2. The CEO of BlackRock warned companies who don’t prepare for a net-zero economy would see their business suffer 

Larry Fink, CEO of BlackRock, the largest asset manager in the world issued a letter to fellow CEOs and said “There is no company whose business model won’t be profoundly affected by the transition to a net-zero economy…companies not quickly preparing themselves will see their businesses and valuations suffer.”

He also acknowledged “No issue ranks higher than climate change on our clients’ lists of priorities. They ask us about it nearly every day… We know that climate risk is investment risk. But we also believe the climate transition presents a historic investment opportunity.”

BlackRock unfortunately is likely only pushing their own agenda on ESG investing. BlackRock’s flagship ESG fund contains premier fossil fuel companies (such as ExxonMobil) and leading plastic polluters (for example Procter & Gamble and Coca-Cola) which are unlikely to help in the fight against climate change.

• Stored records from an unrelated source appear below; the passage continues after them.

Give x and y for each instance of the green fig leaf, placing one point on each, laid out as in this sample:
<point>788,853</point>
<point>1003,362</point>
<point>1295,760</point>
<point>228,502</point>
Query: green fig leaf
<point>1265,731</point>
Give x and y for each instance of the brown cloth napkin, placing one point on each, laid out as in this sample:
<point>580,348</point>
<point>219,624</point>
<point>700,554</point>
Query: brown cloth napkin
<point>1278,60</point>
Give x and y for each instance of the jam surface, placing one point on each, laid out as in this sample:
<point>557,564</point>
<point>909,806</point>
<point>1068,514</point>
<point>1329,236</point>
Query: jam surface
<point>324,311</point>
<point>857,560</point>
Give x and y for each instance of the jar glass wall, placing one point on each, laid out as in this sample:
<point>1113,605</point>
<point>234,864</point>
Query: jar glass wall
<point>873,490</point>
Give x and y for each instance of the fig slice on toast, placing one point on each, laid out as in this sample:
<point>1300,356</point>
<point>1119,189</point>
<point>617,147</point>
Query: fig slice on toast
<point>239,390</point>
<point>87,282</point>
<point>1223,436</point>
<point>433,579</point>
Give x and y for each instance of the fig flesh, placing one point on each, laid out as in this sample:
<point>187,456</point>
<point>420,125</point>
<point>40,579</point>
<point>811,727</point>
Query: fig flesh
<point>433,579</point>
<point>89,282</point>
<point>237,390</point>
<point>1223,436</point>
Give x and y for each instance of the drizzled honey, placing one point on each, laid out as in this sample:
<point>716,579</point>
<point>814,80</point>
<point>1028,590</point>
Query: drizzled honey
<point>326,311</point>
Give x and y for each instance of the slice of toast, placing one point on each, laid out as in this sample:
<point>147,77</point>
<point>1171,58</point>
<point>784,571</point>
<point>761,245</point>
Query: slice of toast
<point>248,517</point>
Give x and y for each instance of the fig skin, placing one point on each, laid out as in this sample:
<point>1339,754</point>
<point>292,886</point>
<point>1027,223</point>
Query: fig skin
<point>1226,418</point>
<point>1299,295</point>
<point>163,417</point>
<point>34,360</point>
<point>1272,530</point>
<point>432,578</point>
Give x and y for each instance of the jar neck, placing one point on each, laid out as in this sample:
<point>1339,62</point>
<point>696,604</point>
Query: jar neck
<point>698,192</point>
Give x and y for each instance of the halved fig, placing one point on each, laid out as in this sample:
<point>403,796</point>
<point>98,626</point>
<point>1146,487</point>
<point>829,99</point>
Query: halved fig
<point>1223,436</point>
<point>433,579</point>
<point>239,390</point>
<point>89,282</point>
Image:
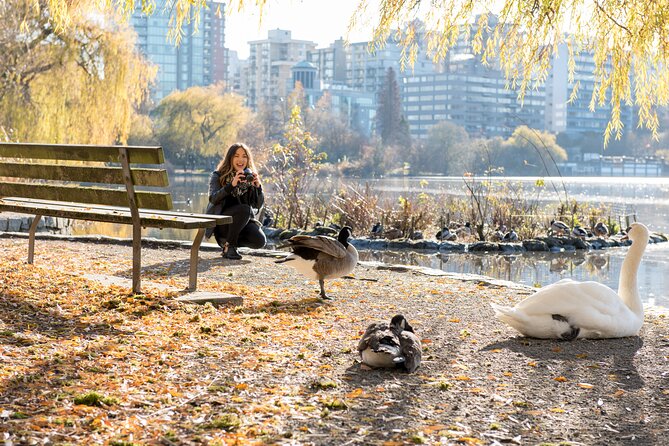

We believe that sustainable investing can equate to meaningful change, but only if put into the right hands. When used for greenwashed marketing campaigns, they fuel distrust and mislead people who genuinely are looking to make an impact. Instead, we view sustainable investing as a community-based effort to vote with your dollars and have collective control over your future. Making changes to your daily life like biking to work or going vegetarian are great ways to reduce your impact, but sustainable investing gives you, the investor, access to levers of systemic change.

The fastest way to incentivize change in the stock market is by changing what is profitable. Companies will have to change along with the times with a large enough group of investors who care about real sustainability issues. Of course, this will be only one step in the path towards a sustainable future, but we believe it will be one of the most important. It’s time that we stop letting giant investment firms decide what the future looks like and make our voice heard!